Ofcom’s fraud keywords recommendation cross-refers to its
Recommendation 4B for large or multi-risk services: that the provider
should set and record (but need not necessarily publish) internal content
policies setting out rules, standards and guidelines around what content is
allowed and what is not, and how policies should be operationalised and
enforced. The policies should be drafted such that illegal content (where
identifiable as such) is not permitted.
Recommendation 4A (which is stated not to apply to CSAM
perceptual hash and URL matching, but does not exclude fraud keyword
detection) also appears potentially relevant to the fraud keyword matching
recommendation: the service provider should have systems or processes designed
to swiftly take down illegal content of which it is aware (mirroring the
statutory obligation in S.10(3)).
Recommendation 4A goes on that for that purpose when the
provider has reason to suspect that content may be illegal content, the
provider should either make an illegal content judgement in relation to the
content and, if it determines that the content is illegal, swiftly take it
down; or do the same where its terms of service prohibit the type of illegal
content in question and the content is in breach.
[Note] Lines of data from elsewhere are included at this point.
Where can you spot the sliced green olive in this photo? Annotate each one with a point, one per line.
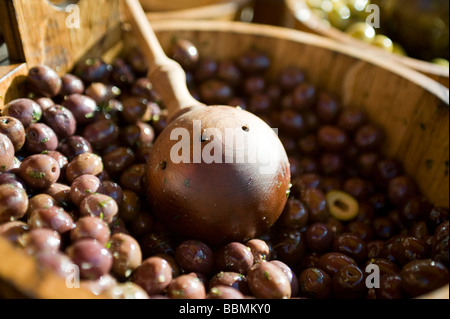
(362, 31)
(383, 42)
(342, 206)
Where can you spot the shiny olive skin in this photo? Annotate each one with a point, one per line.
(25, 110)
(44, 102)
(12, 231)
(39, 171)
(290, 275)
(90, 227)
(133, 178)
(195, 256)
(6, 153)
(74, 145)
(60, 119)
(58, 262)
(84, 186)
(260, 250)
(349, 283)
(53, 217)
(14, 130)
(93, 70)
(130, 207)
(71, 84)
(154, 274)
(295, 214)
(40, 137)
(117, 160)
(314, 283)
(138, 135)
(44, 81)
(127, 290)
(390, 287)
(234, 257)
(92, 258)
(253, 62)
(82, 107)
(351, 245)
(400, 189)
(85, 163)
(101, 133)
(319, 237)
(39, 240)
(101, 206)
(439, 244)
(185, 53)
(13, 202)
(422, 276)
(186, 286)
(231, 279)
(332, 262)
(224, 292)
(315, 201)
(127, 254)
(136, 109)
(290, 246)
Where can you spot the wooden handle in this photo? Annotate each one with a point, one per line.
(166, 75)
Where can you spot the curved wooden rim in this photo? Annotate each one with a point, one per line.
(413, 76)
(213, 11)
(315, 24)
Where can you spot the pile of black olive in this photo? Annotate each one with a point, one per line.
(72, 165)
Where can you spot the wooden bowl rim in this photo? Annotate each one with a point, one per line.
(316, 24)
(209, 12)
(430, 85)
(221, 4)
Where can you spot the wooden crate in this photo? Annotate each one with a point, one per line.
(413, 109)
(300, 17)
(196, 10)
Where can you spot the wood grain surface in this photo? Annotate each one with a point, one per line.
(413, 109)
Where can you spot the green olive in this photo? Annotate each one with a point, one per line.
(362, 31)
(441, 61)
(398, 49)
(383, 42)
(358, 8)
(339, 16)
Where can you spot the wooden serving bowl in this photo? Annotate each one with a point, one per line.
(412, 108)
(195, 9)
(300, 17)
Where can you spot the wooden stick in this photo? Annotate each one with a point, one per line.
(166, 75)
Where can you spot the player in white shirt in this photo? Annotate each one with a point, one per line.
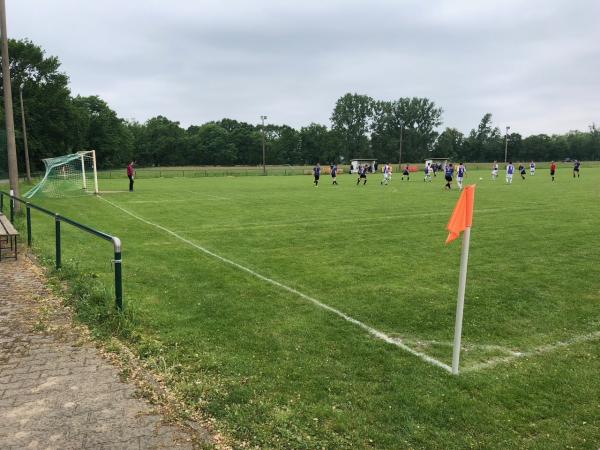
(386, 174)
(510, 170)
(494, 171)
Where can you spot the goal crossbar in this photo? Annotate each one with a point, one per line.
(68, 174)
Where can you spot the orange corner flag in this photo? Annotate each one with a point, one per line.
(462, 217)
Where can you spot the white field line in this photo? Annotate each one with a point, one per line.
(378, 334)
(490, 347)
(536, 351)
(340, 220)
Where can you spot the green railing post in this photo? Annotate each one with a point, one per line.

Ofcom comments in relation to Recommendation 4A that:
"The design of this option
is not prescriptive as to whether services use wholly or mainly human or
automated content moderation processes." [Volume 12, para 12.50]
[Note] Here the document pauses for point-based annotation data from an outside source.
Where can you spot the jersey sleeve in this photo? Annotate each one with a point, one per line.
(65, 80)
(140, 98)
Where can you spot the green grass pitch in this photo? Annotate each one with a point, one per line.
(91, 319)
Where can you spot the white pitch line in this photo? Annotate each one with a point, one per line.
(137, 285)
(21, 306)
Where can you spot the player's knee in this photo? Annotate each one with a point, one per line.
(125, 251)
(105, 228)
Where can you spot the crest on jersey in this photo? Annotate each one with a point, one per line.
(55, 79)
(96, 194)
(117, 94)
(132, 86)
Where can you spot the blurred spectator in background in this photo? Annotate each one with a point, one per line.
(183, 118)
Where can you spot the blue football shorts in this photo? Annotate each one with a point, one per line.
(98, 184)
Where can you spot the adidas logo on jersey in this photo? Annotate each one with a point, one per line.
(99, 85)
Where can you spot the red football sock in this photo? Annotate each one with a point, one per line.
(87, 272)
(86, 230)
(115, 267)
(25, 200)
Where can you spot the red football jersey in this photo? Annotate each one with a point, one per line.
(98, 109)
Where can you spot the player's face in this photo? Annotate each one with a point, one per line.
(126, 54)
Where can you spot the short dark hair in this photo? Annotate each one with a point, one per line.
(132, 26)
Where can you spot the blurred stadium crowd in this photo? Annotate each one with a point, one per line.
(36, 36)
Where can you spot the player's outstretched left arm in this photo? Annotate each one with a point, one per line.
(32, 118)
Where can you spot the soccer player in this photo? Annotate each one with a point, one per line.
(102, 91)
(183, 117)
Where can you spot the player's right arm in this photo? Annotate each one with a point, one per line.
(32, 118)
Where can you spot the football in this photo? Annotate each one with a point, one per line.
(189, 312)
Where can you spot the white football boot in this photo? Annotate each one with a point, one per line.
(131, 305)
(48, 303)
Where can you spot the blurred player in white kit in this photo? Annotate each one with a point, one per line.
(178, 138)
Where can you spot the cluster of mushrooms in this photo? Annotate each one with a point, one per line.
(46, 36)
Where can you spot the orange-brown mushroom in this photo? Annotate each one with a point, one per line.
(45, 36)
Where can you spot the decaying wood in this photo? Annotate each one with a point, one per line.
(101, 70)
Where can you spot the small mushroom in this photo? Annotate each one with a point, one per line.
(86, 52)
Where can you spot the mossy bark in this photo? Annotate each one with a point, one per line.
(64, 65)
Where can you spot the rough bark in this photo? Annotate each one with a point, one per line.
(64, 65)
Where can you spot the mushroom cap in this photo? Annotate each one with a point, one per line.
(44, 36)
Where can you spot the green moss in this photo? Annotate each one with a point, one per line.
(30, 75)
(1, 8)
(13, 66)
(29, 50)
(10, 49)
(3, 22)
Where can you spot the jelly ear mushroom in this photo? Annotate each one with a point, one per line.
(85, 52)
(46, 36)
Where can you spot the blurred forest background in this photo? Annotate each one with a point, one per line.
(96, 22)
Thus there appears to be the potential four-way interaction
between internal content moderation policies, the statutory takedown
obligation, the Recommendation 4A takedown recommendation, and the provider's
public terms of service.
How these might mesh with each other is not immediately clear to this reader. In part this could depend on questions of
interpretation of the Act, such as whether awareness for purposes of the
statutory takedown obligation requires human awareness or can be satisfied by
an automated system, and if so whether awareness equates to reasonable grounds
to infer under S.192.
Overall, the scope for arbitrary interference on user rights
of freedom of expression appears to be greater for fraud keyword detection than
with CSAM hash and URL matching.
The question of safeguards for proactive, automated
detection systems is due to raise its head again. Ofcom has said that it is
planning an additional consultation later this year on how automated tools,
including AI, can be used to proactively detect illegal content and content
most harmful to children – including previously undetected child sexual abuse
material.
30 July 2024. Correction to description of 'high hurdle'.